As the story always goes, the work just began all over again. I will always be thankful for the opportunity the staff gave me, but I always believed in myself and, most importantly, I wanted to prove them right for taking a chance on a kid like me. Nothing was guaranteed and I had to earn every minute of ice-time I was given from Day 1. I had to keep my job every single day, and that rink is where I learned to become a pro.

I will never forget my first time on the ice in the Alfond; it’s a special building with a special history. After playing 128 NCAA games and becoming a two-time captain, Maine was where I was meant to be. It didn’t matter how long it took me to get there or how many “No’s” I took along the way, it was where I belonged. We made some unbelievable memories on the ice, from the NCAA tournament to the Hockey East finals, to the friendships that will last me a lifetime and a degree that will serve me well.

Maybe my path to Division I hockey wasn’t as smooth as what you see on Twitter today or hear from your buddies, but it was all part of my journey and I would do it all over again if given the chance. The lessons I learned throughout my recruiting process and four years at Maine continue to help me today. Now in my fifth pro season and approaching 300 pro games, I’m still an underdog chasing a dream til the end. I continue to work everyday to keep my job, knowing how quickly it can all be taken from me. I’ve played in the American Hockey League and the ECHL, and recently spent a season playing in Europe in the DEL. I’ve taken slapshots in the face, fought guys that I’m friends with toe-to-toe, and have been sent down and called up more times than you can imagine.
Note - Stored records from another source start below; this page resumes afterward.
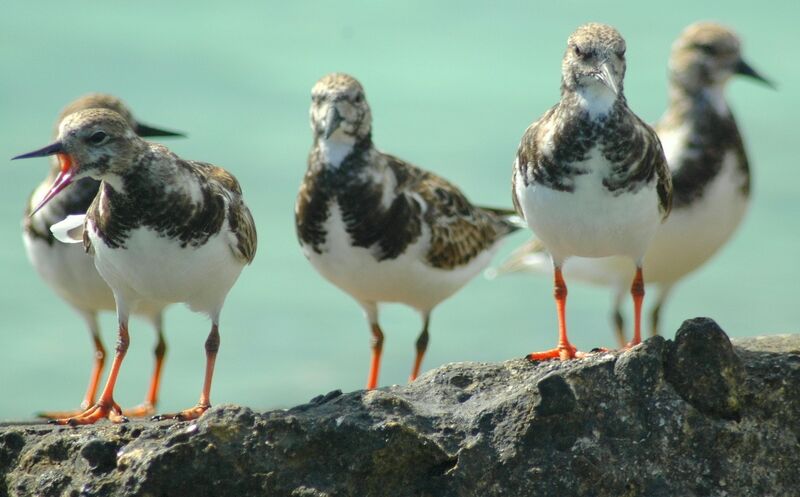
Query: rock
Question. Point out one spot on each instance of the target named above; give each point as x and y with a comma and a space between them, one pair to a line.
693, 417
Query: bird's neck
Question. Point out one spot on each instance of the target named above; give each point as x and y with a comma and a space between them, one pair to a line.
336, 153
691, 103
594, 101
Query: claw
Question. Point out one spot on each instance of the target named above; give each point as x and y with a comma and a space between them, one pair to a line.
94, 414
185, 415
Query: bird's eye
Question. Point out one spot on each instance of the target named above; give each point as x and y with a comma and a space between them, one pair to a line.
98, 137
707, 49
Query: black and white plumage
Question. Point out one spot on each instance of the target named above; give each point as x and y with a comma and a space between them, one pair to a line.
66, 267
161, 230
710, 174
590, 177
380, 228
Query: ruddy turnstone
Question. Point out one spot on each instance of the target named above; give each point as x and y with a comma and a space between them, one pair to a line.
70, 272
590, 177
162, 230
710, 174
380, 228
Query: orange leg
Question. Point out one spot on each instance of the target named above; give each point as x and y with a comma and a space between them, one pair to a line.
422, 346
377, 350
148, 407
637, 291
105, 407
564, 350
212, 347
94, 382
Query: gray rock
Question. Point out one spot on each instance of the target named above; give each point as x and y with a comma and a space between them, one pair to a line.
693, 417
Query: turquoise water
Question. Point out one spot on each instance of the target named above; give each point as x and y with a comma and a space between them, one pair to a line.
452, 86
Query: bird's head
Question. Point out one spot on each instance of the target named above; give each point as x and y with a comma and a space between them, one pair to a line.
91, 143
339, 109
594, 62
111, 102
706, 55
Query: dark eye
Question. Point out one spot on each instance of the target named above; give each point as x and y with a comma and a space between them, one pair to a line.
98, 137
707, 49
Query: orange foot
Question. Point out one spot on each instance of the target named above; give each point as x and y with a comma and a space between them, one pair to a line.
563, 352
185, 415
60, 414
142, 410
94, 414
630, 345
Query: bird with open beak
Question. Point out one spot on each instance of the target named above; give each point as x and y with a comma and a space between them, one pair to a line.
162, 230
70, 272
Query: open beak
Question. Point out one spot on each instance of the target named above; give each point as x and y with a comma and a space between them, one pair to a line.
605, 76
744, 69
65, 176
332, 121
145, 131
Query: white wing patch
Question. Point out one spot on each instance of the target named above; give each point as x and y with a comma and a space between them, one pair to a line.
69, 229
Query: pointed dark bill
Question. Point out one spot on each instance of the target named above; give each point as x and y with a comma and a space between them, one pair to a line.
605, 76
745, 69
65, 176
146, 131
52, 149
332, 121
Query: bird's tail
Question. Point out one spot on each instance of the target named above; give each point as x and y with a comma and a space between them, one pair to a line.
508, 217
531, 257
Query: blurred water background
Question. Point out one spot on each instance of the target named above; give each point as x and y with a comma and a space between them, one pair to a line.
452, 86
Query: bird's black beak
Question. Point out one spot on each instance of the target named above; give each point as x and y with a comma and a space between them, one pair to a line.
52, 149
66, 173
145, 131
745, 69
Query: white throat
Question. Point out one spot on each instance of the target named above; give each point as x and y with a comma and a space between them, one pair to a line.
716, 97
334, 151
597, 99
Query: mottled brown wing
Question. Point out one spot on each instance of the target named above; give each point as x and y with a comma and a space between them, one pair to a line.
460, 231
239, 217
527, 159
663, 173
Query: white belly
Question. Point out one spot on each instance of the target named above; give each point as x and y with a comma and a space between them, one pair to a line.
686, 240
407, 279
591, 222
157, 270
70, 272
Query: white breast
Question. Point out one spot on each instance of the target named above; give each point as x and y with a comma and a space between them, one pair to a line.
157, 269
407, 279
686, 240
591, 221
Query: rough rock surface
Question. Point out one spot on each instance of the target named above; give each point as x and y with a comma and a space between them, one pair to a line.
691, 417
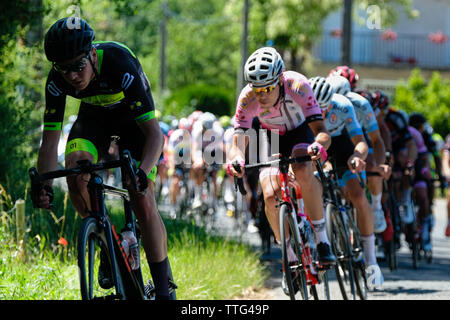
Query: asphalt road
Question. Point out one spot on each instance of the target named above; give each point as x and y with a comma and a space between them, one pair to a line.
428, 282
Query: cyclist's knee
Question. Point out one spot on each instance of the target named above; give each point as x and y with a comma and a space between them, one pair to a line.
356, 194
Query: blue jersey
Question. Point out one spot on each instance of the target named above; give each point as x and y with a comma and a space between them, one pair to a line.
165, 128
340, 116
364, 112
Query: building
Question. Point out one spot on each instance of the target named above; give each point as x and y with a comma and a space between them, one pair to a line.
383, 56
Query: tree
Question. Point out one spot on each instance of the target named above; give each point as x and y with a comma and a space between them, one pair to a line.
431, 98
296, 25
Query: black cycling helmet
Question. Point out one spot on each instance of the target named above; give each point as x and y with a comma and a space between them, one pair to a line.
380, 100
366, 94
67, 38
416, 119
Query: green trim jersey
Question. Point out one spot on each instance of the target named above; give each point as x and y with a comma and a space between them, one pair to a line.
120, 80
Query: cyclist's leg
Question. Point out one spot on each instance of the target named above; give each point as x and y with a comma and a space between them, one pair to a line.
298, 142
88, 140
365, 225
270, 184
154, 236
375, 186
198, 176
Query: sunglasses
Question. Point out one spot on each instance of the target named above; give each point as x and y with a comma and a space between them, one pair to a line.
264, 90
76, 66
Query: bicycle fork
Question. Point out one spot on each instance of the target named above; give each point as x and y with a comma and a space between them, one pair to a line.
98, 208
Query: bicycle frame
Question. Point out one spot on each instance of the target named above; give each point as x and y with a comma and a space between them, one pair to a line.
96, 190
This wild journey we all take part in is what it’s all about it. The game has given me so much more than I could ever give back to it, and every day I wake up to go to the rink I’m reminded of how lucky I am. Love the game. Believe in yourself. Work hard. Have fun and be a great teammate. Remember it’s not a sprint, it’s a marathon – success is a journey, not a destination. Maybe the game doesn’t always love you back the same way, but man, it’s a beautiful ride.